“Wow,” I said.
The sculpture was not nearly as fragile as the photographs had made it seem. I rubbed a jade flower petal between my thumb and forefinger. It seemed quite sturdy. It also had the soaplike feel that India Cooper told me to look for. I pulled the magnifying glass she had given me from my pocket and trained it on the stalk where it sprouted from the ground. “M, M, M,” I chanted as I looked through the glass. It took a moment before I realized I was looking on the wrong side of the sculpture. I turned it around, surprised by how heavy it was. I searched again. This time I found it, easily. “M for McKenzie.”
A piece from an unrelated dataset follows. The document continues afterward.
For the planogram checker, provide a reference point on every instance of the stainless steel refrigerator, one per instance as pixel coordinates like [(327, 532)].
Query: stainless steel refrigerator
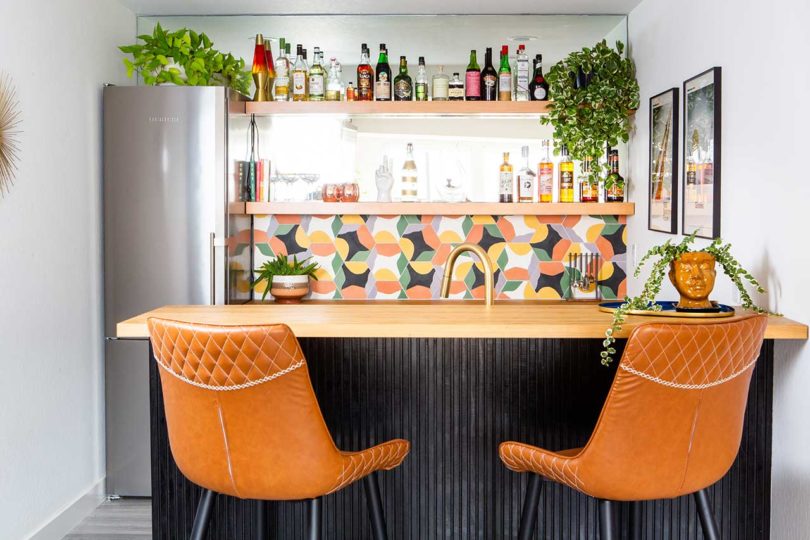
[(165, 225)]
The M brought a smile to my face, but it didn’t last long. I saw movement outside the window. A red SUV was moving through the parking lot, moving much faster than it should have been. The SUV contained the artnappers and the money—I knew it without knowing it.
The phone rang. It was sitting on the nightstand on the opposite side of the bed. Someone had lain down on the bed before I arrived—the spread was matted, and two pillows were squashed against the headboard. The phone startled me as it had in room 122. I paused for a moment, then circled the bed and answered it.
“Yes,” I said.
“Are you satisfied?”
“I am.”
“Are you sure?”
“You kept your end of the bargain.”
“All right, then. McKenzie?”
“Yes.”
“There is a bomb in the room. It will go off in ten seconds. Good luck.”
TWELVE
I snapped awake the way you do when you hear a sound that shouldn’t be there. The sound was two voices talking, two women. One was a doctor; the other was a nurse. The nurse said, “I don’t know if I should go out with him,” and the doctor said, “He acts like a jerk sometimes, but he’s awfully cute,” so I knew they weren’t talking about me.
“Keep it down,” I said. “There are sick people trying to get some sleep.”
“Good morning, Mr. McKenzie,” the doctor said. She picked up my hand, careful not to disturb the device clamped to my finger that resembled a white plastic clothespin. The clothespin was attached to a wire. The wire ran to a monitor above my head that the doctor was reading. The lights, except for those that came from the monitors, were dialed down. The blinds were drawn over the window, yet I knew it was dark outside.
“What time is it?” I asked.
Instead of answering, the doctor said, “Do you know where you are?”
“Target Field?”
She sighed with exasperation.
“North Memorial Medical Center in Robbinsdale,” I said.
“Do you know why?”
“Because it was closest?”
She sighed again.
“C’mon,” I said. “We’ve gone through all of this before.”
“And we’re going to go through it again. Tell me who you are.”
“Rushmore McKenzie.”
“How did you get a name like Rushmore?”
“My parents took a trip to the Badlands of South Dakota. They told me I was conceived in a motel near Mount Rushmore, so that’s what they named me. I’m sure they thought it was a good idea at the time. Still, it could have been worse. It could have been Deadwood.”
The doctor smiled but did not laugh.
“You thought it was funny the first time I told you the story,” I said.
“When did you do that?”
“A couple of hours ago—the last time you woke me.”
“You remembered.”
“You don’t think I’m still demonstrating perseveration, do you?”
“What is perseveration?”
“I don’t know the clinical definition, but it manifests itself in the repetition of a particular response and is often associated with head trauma. I’ll ask, ‘Where am I, how did I get here?’ and you’ll answer. Fifteen seconds later I’ll ask again.”
“Who told you that?”
“You did, Doctor—when you woke me up the first time.”
The doctor smiled some more. “What happened to you?” she asked.
She already knew—I had explained it twice before, so I gave her the abbreviated version.
“I was in a motel room off I-694. I was examining the Jade Lily. I was looking for an imperfection caused by the carving process that resembled an M. And then—”
“What happened next, McKenzie?”
“I don’t remember.”
“What do you remember?”
“I was in the parking lot of the motel next to my car. I was on the ground, the asphalt. My shoulder…” I tried to sit up in the bed, and when I did, the broken ends of my collarbone rubbed together and a pain as excruciating as anything I’ve ever felt rushed like a tsunami from my shoulder to my brain. “Oh—God!” My hand went to my collarbone. Touching it only made the pain worse. “Dammit.” I started laughing because it hurt so much. “I remember that. I remember the pain in my shoulder.”
“You fractured your clavicle,” the doctor said.
“I know,” I said. “I know, I know.”
“You also sprained your left ankle and sustained numerous cuts, contusions, and abrasions, mostly on your extremities.”